Python Web Scraping

Creating My Own Dataset using BeautifulSoup (Web Scraping)

Description

The goal of this project is to create my own dataset using Web Scrapping, extracting Boston apartment rental data from the RentHop site and saving it into a CSV file.

I will follow 4 simple steps:

  1. Access Web Page
  2. Locate Specific Information
  3. Retrieve Data
  4. Save Data

Loading Libraries

import pandas as pd
import requests
from bs4 import BeautifulSoup

Verify that requests and BeautifulSoup are already installed. If not, the next steps are required to run the project code.

pip install beautifulsoup4
pip install requests

Accessing Web Page

I will use the library requests to access RentHop site.

r = requests.get('https://www.renthop.com/boston-ma/apartments-for-rent')
r.content

I am going to use BeautifulSoup to do the HTML parsing. I’ll create a BeautifulSoup object, and apply a filter to get the <div> tags in the code.

# Creating an instance of BeautifulSoup
soup = BeautifulSoup(r.content, "html5lib")

listing_divs = soup.select('div[class*=search-info]')
print(listing_divs)

Locate Specific Information

The reason for having all the <div> tags into my list listing_divs is because contains the listing data of 20 apartments. Now I should pull out the individual data points for each apartment.

These is the information I want to target:

  • URL of the listing
  • Address of the apartment
  • Neighborhood
  • Number of bedrooms
  • Number of bathrooms
# Retrieving data from one record

url = listing_divs[0].select('a[id*=title]')[0]['href']
address = listing_divs[0].select('a[id*=title]')[0].string
neighborhood = listing_divs[0].select('div[id*=hood]')[0].string.replace('\n','')

print(url)
print(address)
print(neighborhood)

Retrieving Data

To have data from more than 20 records, it is necessary to iterate on several pages.
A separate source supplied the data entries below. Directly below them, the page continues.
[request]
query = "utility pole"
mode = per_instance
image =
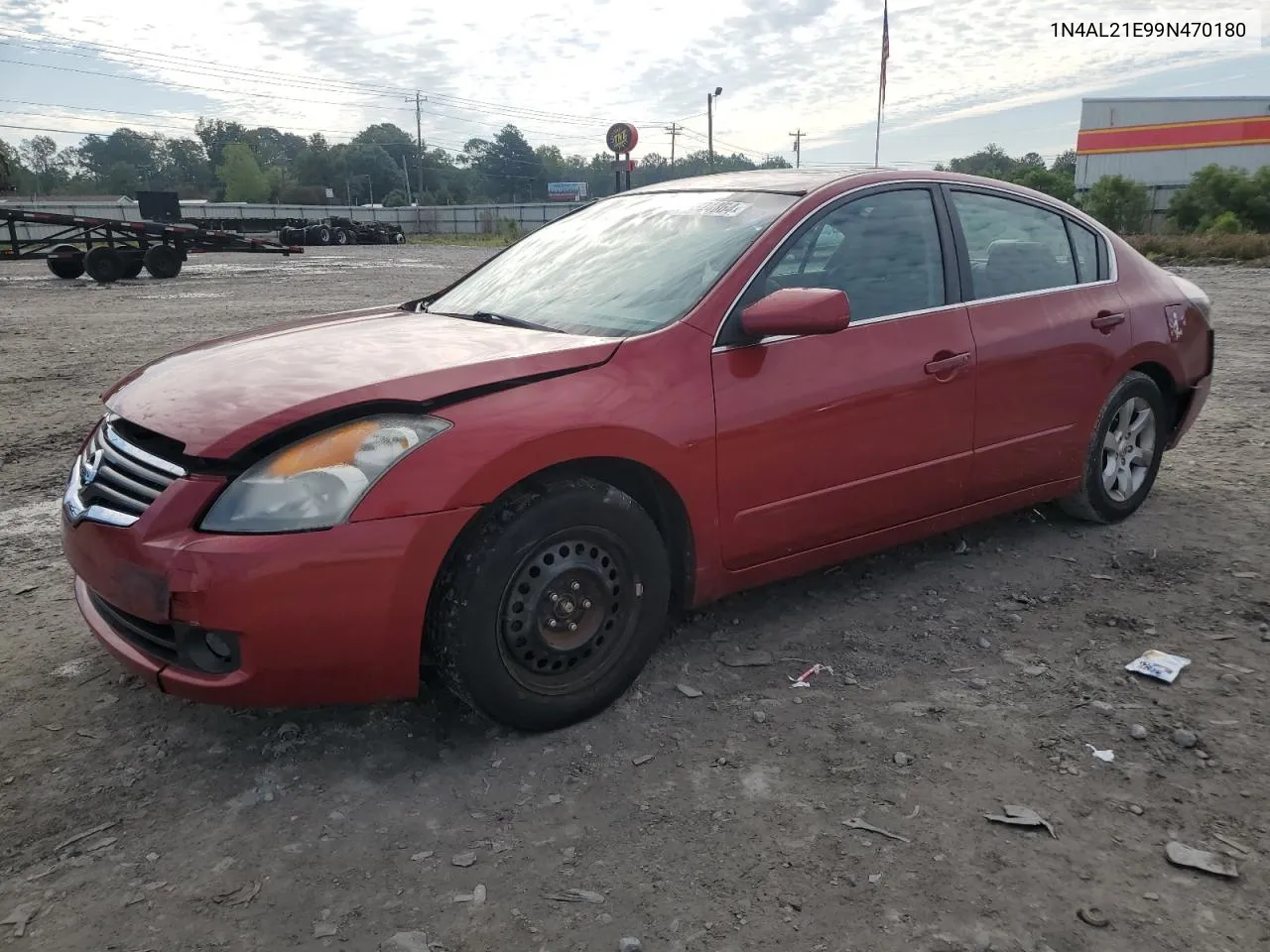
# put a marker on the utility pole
(418, 99)
(674, 128)
(710, 98)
Using the Search option on the site, I got the below URL, it will help to navigate in different pages through the last parameter page.
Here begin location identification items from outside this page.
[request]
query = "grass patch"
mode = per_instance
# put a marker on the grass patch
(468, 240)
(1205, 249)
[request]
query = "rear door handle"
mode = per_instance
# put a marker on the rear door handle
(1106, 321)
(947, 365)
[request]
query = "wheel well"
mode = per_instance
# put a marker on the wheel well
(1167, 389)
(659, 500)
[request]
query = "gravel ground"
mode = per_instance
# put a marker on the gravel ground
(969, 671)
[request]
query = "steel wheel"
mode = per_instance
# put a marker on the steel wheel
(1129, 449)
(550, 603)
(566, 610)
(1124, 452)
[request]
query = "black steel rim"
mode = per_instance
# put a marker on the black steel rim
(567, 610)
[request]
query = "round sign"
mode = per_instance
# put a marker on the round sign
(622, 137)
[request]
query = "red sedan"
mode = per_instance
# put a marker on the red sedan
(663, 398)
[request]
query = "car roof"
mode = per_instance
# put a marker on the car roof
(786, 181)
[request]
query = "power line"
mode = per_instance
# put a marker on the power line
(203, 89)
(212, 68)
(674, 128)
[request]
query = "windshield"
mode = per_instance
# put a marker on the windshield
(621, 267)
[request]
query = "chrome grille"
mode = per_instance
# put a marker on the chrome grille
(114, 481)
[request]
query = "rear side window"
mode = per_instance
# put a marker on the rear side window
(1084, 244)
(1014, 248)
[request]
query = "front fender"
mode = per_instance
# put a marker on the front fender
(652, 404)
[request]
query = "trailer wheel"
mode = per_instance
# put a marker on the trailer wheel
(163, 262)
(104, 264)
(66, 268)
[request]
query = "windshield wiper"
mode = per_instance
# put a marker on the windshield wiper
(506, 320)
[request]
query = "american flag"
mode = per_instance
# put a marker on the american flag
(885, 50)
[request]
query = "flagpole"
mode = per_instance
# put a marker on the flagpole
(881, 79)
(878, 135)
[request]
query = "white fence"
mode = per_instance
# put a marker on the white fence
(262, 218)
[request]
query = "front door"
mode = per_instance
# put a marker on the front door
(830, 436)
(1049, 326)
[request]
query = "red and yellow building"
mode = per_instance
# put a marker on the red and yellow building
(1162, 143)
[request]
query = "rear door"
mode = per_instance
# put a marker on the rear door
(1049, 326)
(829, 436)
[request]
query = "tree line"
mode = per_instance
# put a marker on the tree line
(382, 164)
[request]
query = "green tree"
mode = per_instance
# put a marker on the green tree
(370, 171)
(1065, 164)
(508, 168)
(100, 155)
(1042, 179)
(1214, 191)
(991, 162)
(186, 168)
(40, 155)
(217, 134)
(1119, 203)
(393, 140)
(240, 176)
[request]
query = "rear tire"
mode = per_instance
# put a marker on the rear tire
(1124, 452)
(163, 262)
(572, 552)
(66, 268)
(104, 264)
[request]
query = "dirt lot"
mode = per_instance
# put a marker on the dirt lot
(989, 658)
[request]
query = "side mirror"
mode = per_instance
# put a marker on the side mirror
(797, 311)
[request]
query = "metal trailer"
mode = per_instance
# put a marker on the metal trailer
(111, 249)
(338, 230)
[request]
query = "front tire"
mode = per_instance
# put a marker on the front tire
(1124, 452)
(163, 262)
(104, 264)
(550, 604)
https://www.renthop.com/search/boston-ma?min_price=0&max_price=50000&q=&sort=hopscore&search=0&page=0

Let’s create a simple code to generate the URLs from page 1 to 4:

url_prefix = "https://www.renthop.com/search/boston-ma?min_price=0&max_price=50000&q=&sort=hopscore&search=0&page="
page_number = 0

for url in range(4):
    target_page = url_prefix + str(page_number)
    print(target_page + '\n')
    page_number += 1
# Creating a function to retrieve data from a list of <div>s

def retrieve_data(listing_divs):    
    listing_list = []
    for index in range(len(listing_divs)):
        each_listing = []
        current_listing = listing_divs[index]
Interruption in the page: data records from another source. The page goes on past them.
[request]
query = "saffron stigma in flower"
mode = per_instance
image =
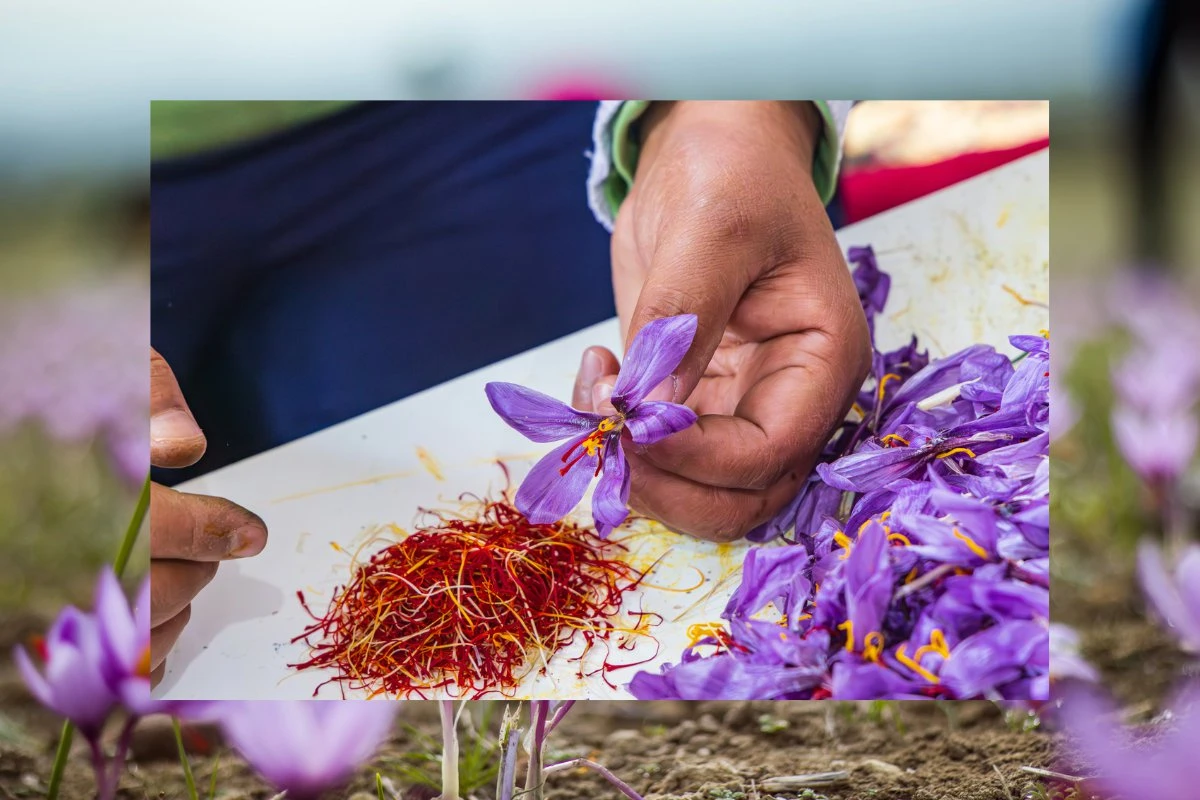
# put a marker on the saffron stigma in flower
(472, 605)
        url = current_listing.select('a[id*=title]')[0]['href']
        address = current_listing.select('a[id*=title]')[0].string
        neighborhood = current_listing.select('div[id*=hood]')[0].string.replace('\n','')

        each_listing.append(url)
        each_listing.append(address)
        each_listing.append(neighborhood)

        listing_specs = current_listing.select('table[id*=info] tr') 

        for spec in listing_specs:
            try:
                each_listing.extend(spec.text.strip().replace(' ','_').split())
            except:
                each_listing.extend(np.nan)
        listing_list.append(each_listing)

    return listing_list
# Looping and getting data from 350 pages (part of the result of searching)

url_prefix = "https://www.renthop.com/search/boston-ma?min_price=0&max_price=50000&q=&sort=hopscore&search=0&page="
page_number = 1

all_pages_parsed = []
pages = 350

for url in range(pages):
    target_page = url_prefix + str(page_number)
    page_number += 1

    r = requests.get(target_page)
    
    # Getting a BeautifulSoup instance to be able to retrieve data
    soup = BeautifulSoup(r.content, "html5lib")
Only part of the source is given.